7. 30 minutes after the Big Bang

• The energy density of photon increased through the annihilation of electron positron pairs.
• Less number of floating electrons were survived in the huge environment of photons.
• The energy of electron is decreased and coupled with hadrons.
• The first hydrogen atom is produced in this era.

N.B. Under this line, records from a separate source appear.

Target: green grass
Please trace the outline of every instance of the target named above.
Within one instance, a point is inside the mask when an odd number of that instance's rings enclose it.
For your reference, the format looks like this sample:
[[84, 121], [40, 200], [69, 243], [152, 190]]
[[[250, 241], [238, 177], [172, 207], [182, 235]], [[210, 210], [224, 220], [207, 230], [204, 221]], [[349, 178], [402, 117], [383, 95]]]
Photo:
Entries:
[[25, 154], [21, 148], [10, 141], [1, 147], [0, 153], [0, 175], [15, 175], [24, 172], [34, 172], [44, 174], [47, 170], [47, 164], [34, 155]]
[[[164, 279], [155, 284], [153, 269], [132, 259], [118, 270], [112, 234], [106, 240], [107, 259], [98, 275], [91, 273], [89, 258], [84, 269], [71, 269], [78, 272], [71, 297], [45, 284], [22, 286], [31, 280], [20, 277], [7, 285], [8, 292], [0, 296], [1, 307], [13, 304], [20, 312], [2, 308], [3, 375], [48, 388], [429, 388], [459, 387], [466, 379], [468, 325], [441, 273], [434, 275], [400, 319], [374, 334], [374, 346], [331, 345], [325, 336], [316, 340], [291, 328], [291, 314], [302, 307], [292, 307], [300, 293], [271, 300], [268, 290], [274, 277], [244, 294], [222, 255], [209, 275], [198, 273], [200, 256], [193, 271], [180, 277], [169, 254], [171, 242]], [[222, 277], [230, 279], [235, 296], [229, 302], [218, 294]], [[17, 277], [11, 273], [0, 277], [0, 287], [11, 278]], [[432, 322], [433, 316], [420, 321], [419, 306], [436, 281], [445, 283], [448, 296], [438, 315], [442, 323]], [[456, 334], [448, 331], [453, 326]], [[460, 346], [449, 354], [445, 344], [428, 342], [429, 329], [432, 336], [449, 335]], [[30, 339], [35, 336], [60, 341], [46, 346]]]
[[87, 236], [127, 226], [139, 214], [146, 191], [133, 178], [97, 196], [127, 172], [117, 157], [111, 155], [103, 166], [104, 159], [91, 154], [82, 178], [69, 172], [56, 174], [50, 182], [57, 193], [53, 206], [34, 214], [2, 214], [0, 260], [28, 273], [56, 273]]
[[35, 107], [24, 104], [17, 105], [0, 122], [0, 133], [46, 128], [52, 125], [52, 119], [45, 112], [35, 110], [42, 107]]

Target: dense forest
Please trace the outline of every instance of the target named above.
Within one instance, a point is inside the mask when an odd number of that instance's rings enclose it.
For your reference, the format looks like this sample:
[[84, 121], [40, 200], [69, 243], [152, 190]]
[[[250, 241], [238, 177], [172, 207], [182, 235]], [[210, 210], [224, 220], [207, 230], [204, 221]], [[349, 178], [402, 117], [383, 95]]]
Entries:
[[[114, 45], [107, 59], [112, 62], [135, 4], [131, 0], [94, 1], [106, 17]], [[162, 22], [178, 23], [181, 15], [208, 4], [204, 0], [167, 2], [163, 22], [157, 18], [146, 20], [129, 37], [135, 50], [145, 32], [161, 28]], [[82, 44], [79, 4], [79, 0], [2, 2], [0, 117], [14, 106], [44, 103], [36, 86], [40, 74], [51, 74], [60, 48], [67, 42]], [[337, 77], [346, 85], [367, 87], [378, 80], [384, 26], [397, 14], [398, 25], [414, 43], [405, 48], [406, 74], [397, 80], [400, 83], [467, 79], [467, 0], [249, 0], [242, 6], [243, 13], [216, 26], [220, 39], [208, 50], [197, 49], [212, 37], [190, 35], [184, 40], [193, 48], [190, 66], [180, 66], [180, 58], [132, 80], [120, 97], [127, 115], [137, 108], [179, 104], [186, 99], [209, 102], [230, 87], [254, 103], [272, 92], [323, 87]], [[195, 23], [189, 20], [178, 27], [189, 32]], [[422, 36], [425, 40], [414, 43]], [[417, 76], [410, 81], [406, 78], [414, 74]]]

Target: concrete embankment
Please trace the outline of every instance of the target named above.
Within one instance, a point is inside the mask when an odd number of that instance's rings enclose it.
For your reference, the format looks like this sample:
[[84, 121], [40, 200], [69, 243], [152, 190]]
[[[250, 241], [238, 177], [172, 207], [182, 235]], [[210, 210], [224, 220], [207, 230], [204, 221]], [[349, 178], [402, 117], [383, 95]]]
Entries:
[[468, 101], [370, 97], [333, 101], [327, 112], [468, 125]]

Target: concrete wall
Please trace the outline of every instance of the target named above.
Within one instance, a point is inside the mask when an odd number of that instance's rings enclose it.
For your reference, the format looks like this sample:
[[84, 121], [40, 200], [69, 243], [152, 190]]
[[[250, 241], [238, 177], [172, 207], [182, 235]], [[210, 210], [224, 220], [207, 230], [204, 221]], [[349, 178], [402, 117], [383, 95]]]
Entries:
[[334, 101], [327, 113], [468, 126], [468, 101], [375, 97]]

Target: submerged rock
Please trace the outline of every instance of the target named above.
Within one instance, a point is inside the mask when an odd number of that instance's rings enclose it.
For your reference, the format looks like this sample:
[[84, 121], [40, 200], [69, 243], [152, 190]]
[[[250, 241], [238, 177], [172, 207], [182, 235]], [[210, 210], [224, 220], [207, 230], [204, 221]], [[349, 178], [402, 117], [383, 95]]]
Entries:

8. 300,000 years after the Big Bang

• As the universe cooled, the rest mass energy density of matter come to gravitationally dominate that of the photon.
• Universe continued to expand and cool, reached to a temperature of 10,000 K. It allowed Helium nuclei to absorb free floating electrons to form Helium atoms. Also Hydrogen atoms were bonding together to form lithium atom.
• As the temperature reached to 4000 K, Hydrogen and Helium combines with electrons to form neutral hydrogen and Helium atoms.
• It was here that the density of the universe had reached so much that light could be perceived. Until this point, photons continued to be trapped within the matter. Thus, universe becomes transparent to electromagnetic radiation.
• The radiation freed from interacting with matter has now cooled to a temperature of 2.73 K due to the expansion of the space, which is cosmic microwave background radiation.

### Leptogenesis

Asymmetry between leptons and antileptons in the very early universe, resulting the dominance of leptons over antileptons. This asymmetry is because of the non perturbative gauge fields (called sphalerons) that can convert leptons to baryons and vice versa, but the difference B-L is conserved. Geometrically, a sphaleron is a saddle point of the electro-weak potential energy in the infinite dimension field space.